By SCOTT TYLER

H-P Sports Editor



Ask any football coach what the most critical down of a football game and the answer, for the most part, will be third down.

For the offense, converting third downs mean keeping drives going but for the defense, stopping a team on third down gets the offense back on the field.

In Palestine’s 63-42 Class 3A-Region III, Division I bi-district win over Silsbee Thursday night in Lukfin, the Wildcats had success both on offense and defense when it came to third downs.

“When you want to control the football and sustain drives, you have to be able to convert third downs,” Palestine offensive coordinator Tommy Allison.

And the Palestine offense did just that, converting 9-of-13 third-down tries for a 69 percent conversion rate. And each time Palestine converted a third down, the Wildcats eventually scored on that drive.

“The main thing is we executed the plays on third down,” Allison said. “We had a good idea of what the defense was going to be in and our offense did a good job executing.”

The key for the Palestine offense was putting themselves into manageable third-down situations. On its third-down attempts, Palestine was averaging 6 yards for a first down.



“On first and second down we were picking up yardage which put us into good third-down situations,” Allison said.



Only once Palestine was unable to convert on a third down and less than 4 yards.
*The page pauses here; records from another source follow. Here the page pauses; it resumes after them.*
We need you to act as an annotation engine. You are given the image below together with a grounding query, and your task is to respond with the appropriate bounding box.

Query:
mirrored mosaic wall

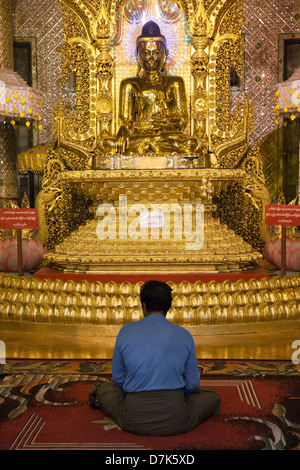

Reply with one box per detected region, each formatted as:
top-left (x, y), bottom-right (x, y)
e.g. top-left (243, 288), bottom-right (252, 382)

top-left (12, 0), bottom-right (300, 147)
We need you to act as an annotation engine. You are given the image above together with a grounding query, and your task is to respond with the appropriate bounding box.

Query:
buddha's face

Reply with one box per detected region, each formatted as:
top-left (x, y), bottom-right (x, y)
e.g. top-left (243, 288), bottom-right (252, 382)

top-left (138, 40), bottom-right (166, 72)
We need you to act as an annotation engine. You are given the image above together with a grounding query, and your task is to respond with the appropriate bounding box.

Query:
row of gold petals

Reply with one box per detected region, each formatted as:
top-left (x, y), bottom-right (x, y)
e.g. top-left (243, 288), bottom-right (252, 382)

top-left (0, 275), bottom-right (300, 325)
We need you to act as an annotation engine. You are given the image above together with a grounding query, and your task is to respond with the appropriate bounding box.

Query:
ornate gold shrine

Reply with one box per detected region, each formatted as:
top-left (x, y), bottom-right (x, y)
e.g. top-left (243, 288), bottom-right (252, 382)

top-left (36, 0), bottom-right (269, 272)
top-left (0, 0), bottom-right (300, 331)
top-left (45, 169), bottom-right (262, 274)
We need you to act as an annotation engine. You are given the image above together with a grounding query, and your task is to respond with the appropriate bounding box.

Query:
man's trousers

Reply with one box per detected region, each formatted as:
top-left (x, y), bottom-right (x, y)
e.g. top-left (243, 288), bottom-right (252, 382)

top-left (94, 382), bottom-right (221, 436)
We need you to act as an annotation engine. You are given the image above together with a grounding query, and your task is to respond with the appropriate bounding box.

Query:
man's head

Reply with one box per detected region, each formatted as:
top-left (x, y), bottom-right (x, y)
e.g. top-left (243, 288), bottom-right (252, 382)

top-left (140, 281), bottom-right (172, 316)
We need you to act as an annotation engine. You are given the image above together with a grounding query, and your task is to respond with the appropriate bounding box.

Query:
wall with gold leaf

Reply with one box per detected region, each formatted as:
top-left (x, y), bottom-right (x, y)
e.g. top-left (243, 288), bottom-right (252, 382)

top-left (12, 0), bottom-right (300, 151)
top-left (12, 0), bottom-right (64, 143)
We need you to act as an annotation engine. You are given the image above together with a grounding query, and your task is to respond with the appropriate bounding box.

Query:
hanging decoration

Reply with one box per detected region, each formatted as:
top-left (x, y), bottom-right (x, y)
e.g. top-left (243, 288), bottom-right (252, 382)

top-left (0, 69), bottom-right (44, 129)
top-left (274, 68), bottom-right (300, 125)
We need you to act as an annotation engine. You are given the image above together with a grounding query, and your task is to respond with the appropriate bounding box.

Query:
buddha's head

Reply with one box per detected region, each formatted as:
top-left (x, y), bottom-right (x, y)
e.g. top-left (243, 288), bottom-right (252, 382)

top-left (136, 21), bottom-right (167, 72)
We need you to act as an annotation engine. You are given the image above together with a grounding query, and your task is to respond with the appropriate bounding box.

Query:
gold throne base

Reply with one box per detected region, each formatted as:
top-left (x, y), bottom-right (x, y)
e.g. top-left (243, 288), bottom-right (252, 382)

top-left (45, 168), bottom-right (262, 274)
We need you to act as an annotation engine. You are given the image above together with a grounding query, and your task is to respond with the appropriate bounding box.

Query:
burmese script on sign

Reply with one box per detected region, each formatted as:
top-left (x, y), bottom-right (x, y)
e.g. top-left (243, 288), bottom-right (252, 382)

top-left (0, 209), bottom-right (38, 230)
top-left (265, 205), bottom-right (300, 226)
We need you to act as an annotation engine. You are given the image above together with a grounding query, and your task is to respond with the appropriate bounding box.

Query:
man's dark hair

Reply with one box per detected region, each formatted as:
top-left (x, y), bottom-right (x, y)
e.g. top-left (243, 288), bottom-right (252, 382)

top-left (140, 281), bottom-right (172, 314)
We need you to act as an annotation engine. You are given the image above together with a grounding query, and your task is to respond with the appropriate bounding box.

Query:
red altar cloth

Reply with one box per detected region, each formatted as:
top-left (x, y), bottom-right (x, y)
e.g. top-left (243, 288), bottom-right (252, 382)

top-left (33, 268), bottom-right (270, 284)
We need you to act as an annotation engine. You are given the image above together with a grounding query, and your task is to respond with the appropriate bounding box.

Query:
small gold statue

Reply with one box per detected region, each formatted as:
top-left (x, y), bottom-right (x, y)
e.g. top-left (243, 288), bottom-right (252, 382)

top-left (97, 21), bottom-right (209, 166)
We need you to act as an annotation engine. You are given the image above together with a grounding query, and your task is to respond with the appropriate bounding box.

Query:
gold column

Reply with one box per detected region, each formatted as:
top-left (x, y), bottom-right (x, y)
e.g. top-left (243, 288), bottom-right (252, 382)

top-left (0, 0), bottom-right (18, 199)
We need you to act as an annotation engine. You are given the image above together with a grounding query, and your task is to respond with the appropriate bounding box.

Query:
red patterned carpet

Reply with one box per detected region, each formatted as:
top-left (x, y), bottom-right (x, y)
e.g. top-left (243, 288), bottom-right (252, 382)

top-left (0, 360), bottom-right (300, 453)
That came in the third quarter when Palestine had a 34-28 lead and just recovered a fumble.

Palestine did not convert on the third and 3, but on fourth and 1, Paul Kennedy got the first down on an 8-yard run.

When faced with third and short situations, Palestine looked to run the football and had success, including Kennedy scoring Palestine’s first touchdown in the first quarter when on third and 3, he got to the outside for a 23-yard touchdown.



When faced with longer third downs, Palestine went to the air, and converted five first downs with the passing game and gained an average of 28.4 yards on those five plays.



“When we had to pass on third down, we got good protection from our offensive line and Devin (Stephens) was able to find the open receiver,” Allison said.



In the first quarter, on third and 7, Stephens went deep to Leon Mickens for a 43-yard reception which put Palestine on the 1-yard line and the Wildcats would score one play later.

Palestine also pulled out a few tricks, going with the shuffle pass twice on third down.

“That is a play we have been working on for about four weeks but we have not needed to use it,” Allison said. “Defensively they were dropping back into pass coverage quickly so we thought we could use that play to take advantage of it.”

The first time came in the second quarter when Stephens got the ball to running back Trevlyn Reed on a third and 7 play and Reed picked up 15 yards.

Then in the fourth quarter, on third and 13, Stephens went to Kennedy, who went untouched for a 25-yard touchdown.

While Palestine had success on third downs, Silsbee struggled when it got into third-down situations. The Palestine defense held the Tigers to 4 of 11 on third downs, for a 36 percent conversion rate.

The Tigers also put themselves into tough third-down situations as Silsbee’s average third down was 10 yards.